In the wake of the recent police-involved killings of Alton Sterling and Philando Castile, the Black Lives Matter movement has picked up momentum, gaining increasing support and expanding its range of different activist methods. On the news, we have seen huge crowds participating in marches, sit-ins, and vigils across the country. What hasn’t been broadcasted, perhaps because it challenges the angry-and-aggressive-protester narrative that news outlets so often portray, is the art that has been created in response to police brutality and racial injustice.
There is no better time than now to both explore and showcase how art can affect, transform, inform, and/or challenge social movements. Can it heal? Can it empower? Can it join in and fight?
Over the past several years, themes of police brutality and racially charged violence have emerged in virtually every art form: Music (think Lauryn Hill’s Black Rage and Vic Mensa’s 16 Shots), poetry (see [insert] boy by Danez Smith), and an incredibly wide range of visual art. Clearly, racial activist art is being created in abundance, but why? What makes art such a powerful tool?
At its core, activism has always been about making an impact, providing shock value that will spark conversation and action. As a universally understood tool, activists often employ visual art to challenge, shock and disrupt narratives drawing more people into the dialogue and enabling the pathway to change. The roots of the power and uniqueness of art can be traced back to earlier social movements such as Vietnam War protests and the fight against AIDS. The posters created in both the Vietnam era and the AIDS crisis became emblems of their movements–captivating visuals that essentially advertised the cause.
In the Black Lives Matter movement, we are seeing the same thing: be it new symbols like two hands raised in surrender, or adapted signs like a single fist held high, these images have become universally known. Without words, they remind us of the injustices this movement is working to dismantle.
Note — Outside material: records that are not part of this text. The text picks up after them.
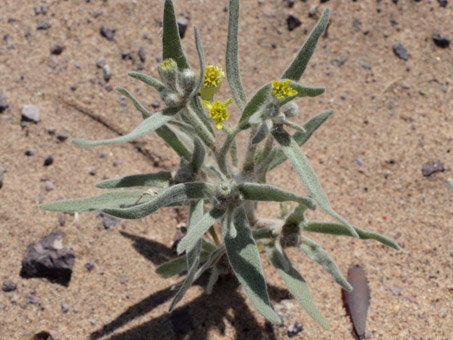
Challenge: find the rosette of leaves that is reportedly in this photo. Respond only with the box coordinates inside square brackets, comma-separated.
[41, 0, 399, 328]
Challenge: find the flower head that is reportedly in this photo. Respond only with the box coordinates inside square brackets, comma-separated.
[200, 65, 225, 101]
[272, 79, 297, 100]
[203, 98, 231, 130]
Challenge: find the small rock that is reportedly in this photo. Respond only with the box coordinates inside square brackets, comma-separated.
[102, 64, 112, 83]
[286, 14, 302, 31]
[36, 20, 50, 30]
[138, 46, 146, 63]
[22, 104, 41, 124]
[432, 32, 450, 48]
[45, 181, 53, 192]
[60, 301, 69, 313]
[101, 26, 116, 41]
[288, 321, 304, 338]
[57, 133, 68, 142]
[50, 43, 64, 55]
[2, 281, 17, 293]
[44, 155, 53, 166]
[20, 232, 75, 286]
[58, 216, 66, 227]
[25, 148, 36, 156]
[84, 261, 94, 272]
[0, 93, 9, 113]
[393, 43, 411, 61]
[96, 57, 105, 68]
[176, 17, 189, 39]
[422, 161, 445, 177]
[102, 214, 121, 230]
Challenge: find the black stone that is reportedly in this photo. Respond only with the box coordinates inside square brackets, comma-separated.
[286, 15, 302, 31]
[2, 281, 17, 293]
[20, 232, 75, 286]
[393, 43, 411, 61]
[44, 155, 53, 166]
[422, 161, 445, 177]
[101, 26, 116, 41]
[432, 32, 450, 48]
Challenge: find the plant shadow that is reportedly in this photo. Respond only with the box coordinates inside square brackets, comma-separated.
[90, 232, 288, 340]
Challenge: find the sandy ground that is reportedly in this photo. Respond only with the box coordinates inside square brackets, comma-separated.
[0, 0, 453, 340]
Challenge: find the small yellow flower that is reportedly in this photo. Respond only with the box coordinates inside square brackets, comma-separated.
[272, 79, 297, 100]
[200, 65, 225, 101]
[203, 98, 231, 130]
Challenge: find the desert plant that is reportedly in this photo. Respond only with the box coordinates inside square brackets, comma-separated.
[41, 0, 399, 328]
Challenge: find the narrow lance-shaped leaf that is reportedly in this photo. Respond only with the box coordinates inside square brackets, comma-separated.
[103, 182, 212, 219]
[238, 183, 316, 210]
[72, 108, 179, 146]
[300, 235, 352, 290]
[272, 128, 359, 238]
[226, 0, 247, 111]
[238, 83, 271, 128]
[269, 110, 333, 170]
[127, 71, 165, 92]
[177, 208, 225, 254]
[280, 7, 330, 81]
[187, 200, 204, 269]
[225, 207, 281, 324]
[39, 190, 150, 212]
[303, 221, 400, 250]
[162, 0, 190, 70]
[266, 246, 329, 329]
[115, 86, 153, 119]
[95, 171, 171, 189]
[169, 257, 200, 312]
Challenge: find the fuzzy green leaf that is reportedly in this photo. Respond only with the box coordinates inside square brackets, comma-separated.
[169, 257, 200, 312]
[303, 221, 400, 250]
[162, 0, 190, 70]
[39, 190, 150, 212]
[238, 183, 316, 210]
[272, 128, 359, 237]
[103, 182, 212, 219]
[72, 108, 179, 146]
[280, 7, 330, 81]
[269, 110, 333, 170]
[177, 208, 225, 254]
[127, 71, 165, 92]
[225, 207, 281, 324]
[300, 235, 352, 291]
[115, 86, 153, 119]
[95, 171, 171, 189]
[238, 83, 272, 128]
[266, 246, 329, 329]
[226, 0, 247, 111]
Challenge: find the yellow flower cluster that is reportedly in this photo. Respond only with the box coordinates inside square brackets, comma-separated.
[203, 65, 225, 87]
[272, 79, 298, 100]
[203, 98, 231, 130]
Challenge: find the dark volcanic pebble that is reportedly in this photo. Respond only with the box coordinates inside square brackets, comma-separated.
[22, 104, 41, 124]
[20, 233, 75, 285]
[44, 155, 53, 166]
[50, 43, 64, 55]
[422, 161, 445, 177]
[393, 43, 411, 60]
[0, 93, 9, 113]
[2, 281, 17, 293]
[432, 32, 450, 48]
[36, 20, 50, 30]
[176, 17, 189, 39]
[101, 26, 116, 41]
[25, 148, 36, 156]
[286, 15, 302, 31]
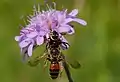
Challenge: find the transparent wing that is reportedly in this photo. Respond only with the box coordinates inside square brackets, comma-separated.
[28, 50, 48, 66]
[64, 52, 81, 69]
[62, 61, 73, 82]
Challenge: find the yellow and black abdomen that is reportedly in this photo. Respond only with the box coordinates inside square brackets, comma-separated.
[49, 61, 60, 79]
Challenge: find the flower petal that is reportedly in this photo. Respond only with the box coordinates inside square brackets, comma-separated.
[19, 39, 31, 48]
[73, 18, 87, 26]
[26, 32, 37, 38]
[28, 44, 33, 56]
[36, 36, 44, 45]
[68, 27, 75, 34]
[68, 9, 78, 16]
[15, 36, 20, 41]
[64, 18, 73, 24]
[57, 25, 70, 33]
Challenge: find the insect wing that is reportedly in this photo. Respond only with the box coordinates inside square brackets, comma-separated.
[66, 56, 81, 69]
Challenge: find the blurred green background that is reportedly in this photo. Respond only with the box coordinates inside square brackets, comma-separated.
[0, 0, 120, 82]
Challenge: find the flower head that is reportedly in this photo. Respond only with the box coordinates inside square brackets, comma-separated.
[15, 3, 87, 56]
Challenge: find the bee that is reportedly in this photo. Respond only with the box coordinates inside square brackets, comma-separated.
[46, 31, 69, 79]
[28, 30, 80, 80]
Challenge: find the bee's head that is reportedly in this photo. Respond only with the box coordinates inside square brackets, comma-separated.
[50, 31, 59, 40]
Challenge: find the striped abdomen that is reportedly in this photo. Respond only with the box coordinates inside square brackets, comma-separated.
[50, 61, 60, 79]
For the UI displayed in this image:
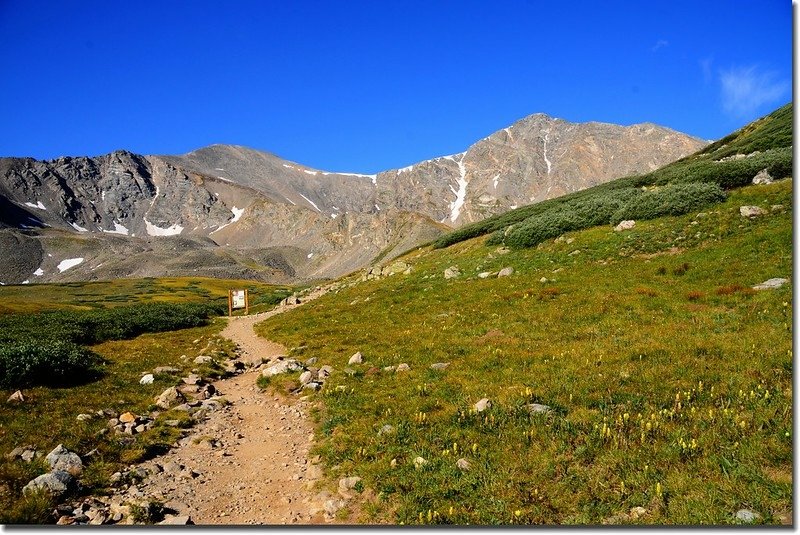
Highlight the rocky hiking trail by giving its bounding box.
[131,289,354,525]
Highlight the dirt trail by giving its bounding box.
[140,291,340,525]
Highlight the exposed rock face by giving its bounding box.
[0,114,704,284]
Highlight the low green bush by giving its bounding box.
[0,340,103,389]
[611,183,725,225]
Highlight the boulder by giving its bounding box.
[119,412,136,424]
[614,219,636,232]
[156,385,185,409]
[474,398,492,412]
[739,206,767,219]
[261,359,303,377]
[753,169,772,185]
[22,470,78,498]
[139,373,155,385]
[753,277,789,290]
[497,267,514,279]
[182,373,203,385]
[444,266,461,279]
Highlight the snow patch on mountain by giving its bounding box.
[144,218,183,236]
[25,201,47,210]
[298,193,322,212]
[56,258,83,273]
[103,221,130,236]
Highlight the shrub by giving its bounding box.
[611,183,725,225]
[0,340,103,389]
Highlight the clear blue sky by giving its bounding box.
[0,0,792,173]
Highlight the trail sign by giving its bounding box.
[228,289,250,316]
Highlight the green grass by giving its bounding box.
[0,278,289,523]
[0,277,292,315]
[257,180,793,525]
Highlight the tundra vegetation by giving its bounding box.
[0,278,289,524]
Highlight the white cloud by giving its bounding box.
[650,39,669,52]
[700,56,714,84]
[719,65,790,117]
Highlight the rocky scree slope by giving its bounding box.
[0,114,704,284]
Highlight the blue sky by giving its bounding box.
[0,0,792,173]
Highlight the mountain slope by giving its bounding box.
[252,110,793,525]
[0,114,703,283]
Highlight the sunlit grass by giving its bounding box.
[257,180,792,525]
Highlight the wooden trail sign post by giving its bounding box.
[228,288,250,316]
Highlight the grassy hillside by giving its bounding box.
[434,103,793,253]
[257,178,793,524]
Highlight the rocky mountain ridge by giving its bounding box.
[0,114,705,284]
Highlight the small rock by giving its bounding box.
[753,169,772,185]
[753,277,789,290]
[629,507,647,520]
[736,509,761,524]
[155,386,186,410]
[475,398,492,412]
[159,515,194,526]
[614,219,636,232]
[444,266,461,279]
[528,403,553,414]
[497,267,514,279]
[300,370,315,385]
[45,444,83,477]
[261,359,303,377]
[153,366,181,374]
[378,424,394,436]
[739,206,767,219]
[322,498,346,517]
[339,476,361,495]
[139,373,155,385]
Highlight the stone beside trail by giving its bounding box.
[79,289,354,525]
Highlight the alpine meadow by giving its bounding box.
[0,98,794,526]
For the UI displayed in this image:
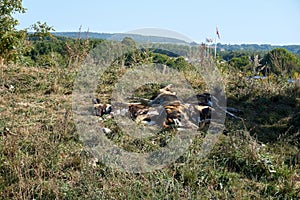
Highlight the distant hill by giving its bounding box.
[217,43,300,55]
[52,32,300,55]
[52,32,189,44]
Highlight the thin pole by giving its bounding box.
[215,38,217,59]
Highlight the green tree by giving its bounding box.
[0,0,28,63]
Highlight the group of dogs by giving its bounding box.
[93,84,214,130]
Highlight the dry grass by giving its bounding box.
[0,62,300,199]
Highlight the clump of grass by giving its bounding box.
[0,57,300,199]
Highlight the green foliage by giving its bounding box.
[0,0,28,63]
[229,56,250,69]
[31,21,55,40]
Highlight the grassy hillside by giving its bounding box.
[0,54,300,199]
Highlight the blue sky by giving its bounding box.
[16,0,300,45]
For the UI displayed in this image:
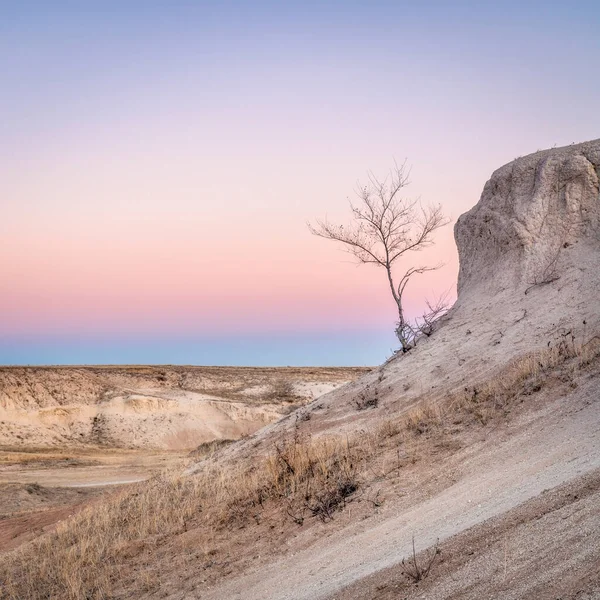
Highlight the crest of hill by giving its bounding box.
[218,140,600,452]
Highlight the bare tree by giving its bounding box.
[308,161,448,352]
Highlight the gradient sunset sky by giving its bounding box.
[0,0,600,365]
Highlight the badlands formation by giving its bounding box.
[0,366,368,450]
[0,140,600,600]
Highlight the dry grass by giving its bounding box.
[0,426,358,600]
[0,340,600,600]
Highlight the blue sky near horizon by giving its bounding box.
[0,0,600,365]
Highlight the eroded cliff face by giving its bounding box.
[240,140,600,442]
[455,140,600,296]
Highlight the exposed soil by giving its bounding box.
[0,366,368,450]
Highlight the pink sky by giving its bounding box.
[0,2,600,362]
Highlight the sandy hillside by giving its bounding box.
[0,366,366,449]
[0,140,600,600]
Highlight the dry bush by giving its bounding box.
[0,435,358,600]
[354,385,379,410]
[401,536,441,583]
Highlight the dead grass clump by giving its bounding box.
[445,331,600,425]
[0,435,358,600]
[354,385,379,410]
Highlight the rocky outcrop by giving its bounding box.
[455,140,600,295]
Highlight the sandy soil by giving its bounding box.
[192,366,600,600]
[0,366,368,450]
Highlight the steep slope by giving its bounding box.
[0,140,600,600]
[0,366,366,449]
[239,140,600,446]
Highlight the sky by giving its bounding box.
[0,0,600,365]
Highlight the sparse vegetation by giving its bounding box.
[354,385,379,410]
[308,163,448,352]
[0,334,600,600]
[401,536,440,583]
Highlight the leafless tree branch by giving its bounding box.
[308,161,448,351]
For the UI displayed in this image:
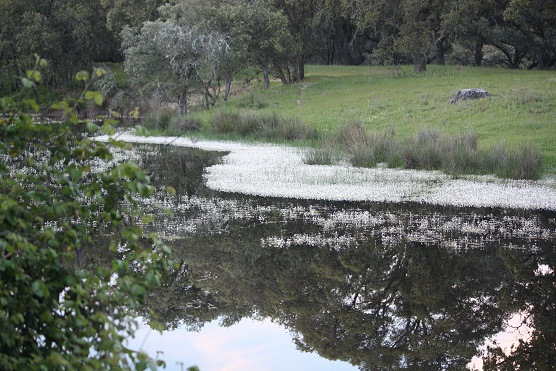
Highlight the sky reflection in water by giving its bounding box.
[124,144,556,371]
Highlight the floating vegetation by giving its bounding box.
[94,134,556,210]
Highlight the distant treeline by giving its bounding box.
[0,0,556,92]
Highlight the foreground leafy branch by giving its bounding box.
[0,57,173,370]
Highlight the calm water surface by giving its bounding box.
[128,147,556,370]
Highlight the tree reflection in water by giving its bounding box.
[129,147,556,370]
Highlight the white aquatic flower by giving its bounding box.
[97,133,556,210]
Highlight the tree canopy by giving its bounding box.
[0,58,173,370]
[0,0,556,96]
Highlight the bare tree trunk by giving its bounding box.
[435,37,446,66]
[222,76,233,102]
[261,57,270,89]
[178,90,188,115]
[413,52,427,72]
[274,63,289,85]
[474,36,484,67]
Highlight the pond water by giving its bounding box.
[127,146,556,371]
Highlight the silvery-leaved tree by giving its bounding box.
[122,21,229,114]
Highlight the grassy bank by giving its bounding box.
[138,65,556,174]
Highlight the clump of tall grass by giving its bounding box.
[306,121,541,179]
[237,92,268,109]
[141,108,177,131]
[259,113,317,141]
[210,110,317,140]
[210,110,241,134]
[141,108,203,135]
[338,120,398,167]
[303,137,338,165]
[482,144,542,179]
[168,114,203,135]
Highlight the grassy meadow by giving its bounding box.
[138,65,556,175]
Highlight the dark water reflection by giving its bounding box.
[132,147,556,369]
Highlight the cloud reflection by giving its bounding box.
[129,319,356,371]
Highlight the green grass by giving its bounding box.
[115,65,556,175]
[217,65,556,174]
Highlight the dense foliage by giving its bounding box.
[0,58,172,370]
[0,0,556,96]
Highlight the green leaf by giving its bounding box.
[31,280,49,298]
[75,71,89,82]
[95,67,106,77]
[93,91,104,106]
[21,77,35,89]
[87,121,100,132]
[25,99,39,112]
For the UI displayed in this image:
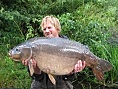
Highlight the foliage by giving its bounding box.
[0,0,118,89]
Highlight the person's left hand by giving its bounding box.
[74,60,85,73]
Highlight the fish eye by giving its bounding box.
[16,49,20,51]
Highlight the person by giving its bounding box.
[22,16,85,89]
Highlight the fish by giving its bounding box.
[8,37,112,84]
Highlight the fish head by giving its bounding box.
[8,45,32,61]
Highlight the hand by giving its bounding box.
[22,59,36,68]
[22,59,41,74]
[74,60,85,73]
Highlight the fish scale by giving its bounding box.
[9,37,112,84]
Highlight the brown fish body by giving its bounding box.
[9,37,112,84]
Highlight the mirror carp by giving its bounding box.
[9,37,112,84]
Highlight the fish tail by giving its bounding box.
[92,59,112,81]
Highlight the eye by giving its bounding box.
[43,28,46,31]
[16,49,20,51]
[48,27,51,29]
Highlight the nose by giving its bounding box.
[8,50,12,57]
[45,28,49,32]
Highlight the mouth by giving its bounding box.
[8,50,12,58]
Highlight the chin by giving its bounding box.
[46,35,54,38]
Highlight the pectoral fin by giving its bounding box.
[92,68,104,81]
[28,59,34,76]
[48,74,56,85]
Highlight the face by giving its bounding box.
[42,21,59,37]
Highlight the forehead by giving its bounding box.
[42,21,54,27]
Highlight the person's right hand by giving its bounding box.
[22,59,41,74]
[22,59,36,68]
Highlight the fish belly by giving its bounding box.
[36,52,77,75]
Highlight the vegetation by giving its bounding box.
[0,0,118,89]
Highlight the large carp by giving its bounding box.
[9,37,112,84]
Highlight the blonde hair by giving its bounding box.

Art has the power to combat injustice, but what else might it be able to fend off? When the products of activist art are often so jarring, we as viewers fail to recognize the incredibly healing nature of the creative process. Children’s book illustrator Christian Robinson said of his latest drawings, “I made [these] as a way of processing and grieving the [killing of] Alton Sterling and Philando Castile. It’s therapy, especially in the face of tragedy.” So when we infuse it with activism, art is not only the powerful weapon that it appears to be, but a mechanism by which an individual can begin to heal.
Art’s healing powers do not stop at the individual level. Take musician and performance artist Shaw Pong Liu’s latest project, “Code Listen” for example. The Boston artist plans to bring teens and Boston Police Department officers together to share their experiences through collaborative music making. In Liu’s words, the project will “prototype ways that music can support healing and dialogue on topics of gun violence, race and law enforcement practices.” As demonstrated by both Christian Robinson and Shaw Pong Liu, creating art in the face of violence and hate not only has the power to heal the artist, but the communities they serve as well.
The Black Lives Matter movement proves to be one in a long line of social movements that have and continue to demonstrate the powers, both combative and therapeutic, that art can carry.